Fresh directions have been issued to all department heads citing orders from the ministry of health and family welfare received by the institute earlier this month.
The ministry in the orders to the PGIMER has stated Supreme Court of India orders passed on an appeal filed by the People for Better Treatment (PBT), a Kolkata-based voluntary organisation, against the practice of strike by doctors.
Supreme Court orders said that doctors, “who carry out a noble service as God’s agent by saving lives of people, should not resort to strikes with any intermittent cause, but undertake their responsibility with efficiency and utmost sincerity at all times”.
‘COMPLY WITH SC ORDERS’
PGI has said that all doctors concerned, including faculty members, senior residents, junior residents and senior medical officers, have been directed to comply with the orders passed by the Supreme Court of India and not resort to any strike.
In the past, the association of resident doctors has called for many a strike.
In July 2016, health services at PGI were badly hit as resident doctors held a protest and suspended work for five hours—from 8am to 1pm. Due to the strike, around 4,000 patients were sent back without treatment.

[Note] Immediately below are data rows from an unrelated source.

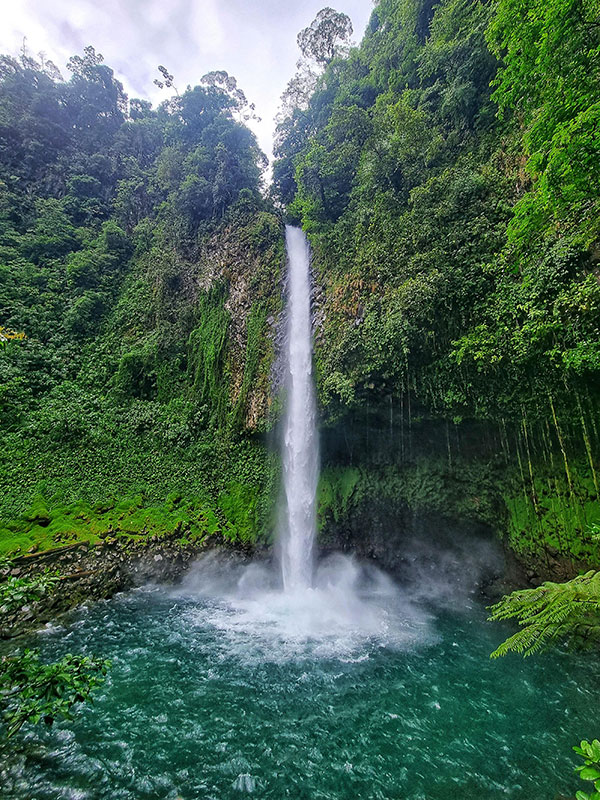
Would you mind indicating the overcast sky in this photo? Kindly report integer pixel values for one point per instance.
(254, 40)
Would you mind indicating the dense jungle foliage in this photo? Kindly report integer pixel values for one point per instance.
(447, 173)
(139, 269)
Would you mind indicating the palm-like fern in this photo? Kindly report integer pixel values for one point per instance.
(553, 611)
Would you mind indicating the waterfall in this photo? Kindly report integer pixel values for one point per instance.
(300, 447)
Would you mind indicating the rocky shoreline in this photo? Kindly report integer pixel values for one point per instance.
(94, 572)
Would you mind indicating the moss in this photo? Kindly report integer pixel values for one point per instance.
(552, 516)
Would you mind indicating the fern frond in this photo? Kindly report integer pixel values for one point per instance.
(551, 612)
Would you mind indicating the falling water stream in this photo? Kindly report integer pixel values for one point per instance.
(347, 684)
(300, 456)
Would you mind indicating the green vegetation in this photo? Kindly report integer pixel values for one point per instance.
(552, 613)
(31, 691)
(590, 770)
(446, 171)
(132, 368)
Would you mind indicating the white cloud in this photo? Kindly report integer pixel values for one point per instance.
(254, 40)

Resident doctors were angry over the PGIMER administration’s failure to arrange for a coffin and ambulance to ferry the body of a junior resident Dr Dhanshree Sharma, a second-semester student pursuing mater’s in paediatrics, who had died in a road accident at Naraingarh in Ambala district, 50 km from Chandigarh.
In August 2016, medical services were affected after resident doctors went on strike demanding better facilities and security on the campus. The strike by the PGIMER junior doctors was sparked by an incident in which an angry relative had slapped a doctor in the emergency ward for delay in attending to his mother, hours after she was admitted.
In June 2019, resident doctors went on a strike and held a massive rally in Chandigarh in support of doctors who were attacked in West Bengal. Similarly in August 2019, doctors went on a strike in protest against National Medical Commission Bill.
‘FIGHT FOR GENUINE ISSUES’
Association of resident doctors head Dr Uttam Thakur said causing inconvenience to patients is not their motive. “We fight for genuine issues. We fight for our safety and our demands for proper working hours and duties, which we perform. However, we abide by the Supreme Court rulings. Meanwhile, government should work on issues which concern the medical fraternity. We treat our patients with goodwill and will continue to do so.”
President of faculty association Dr JS Thakur said it will be premature to comment on the matter. “We have just received the copy of the order and a special meeting of the faculty association office bearers will be called to discuss the course of action on whether we need to take up the matter with the administration or not.”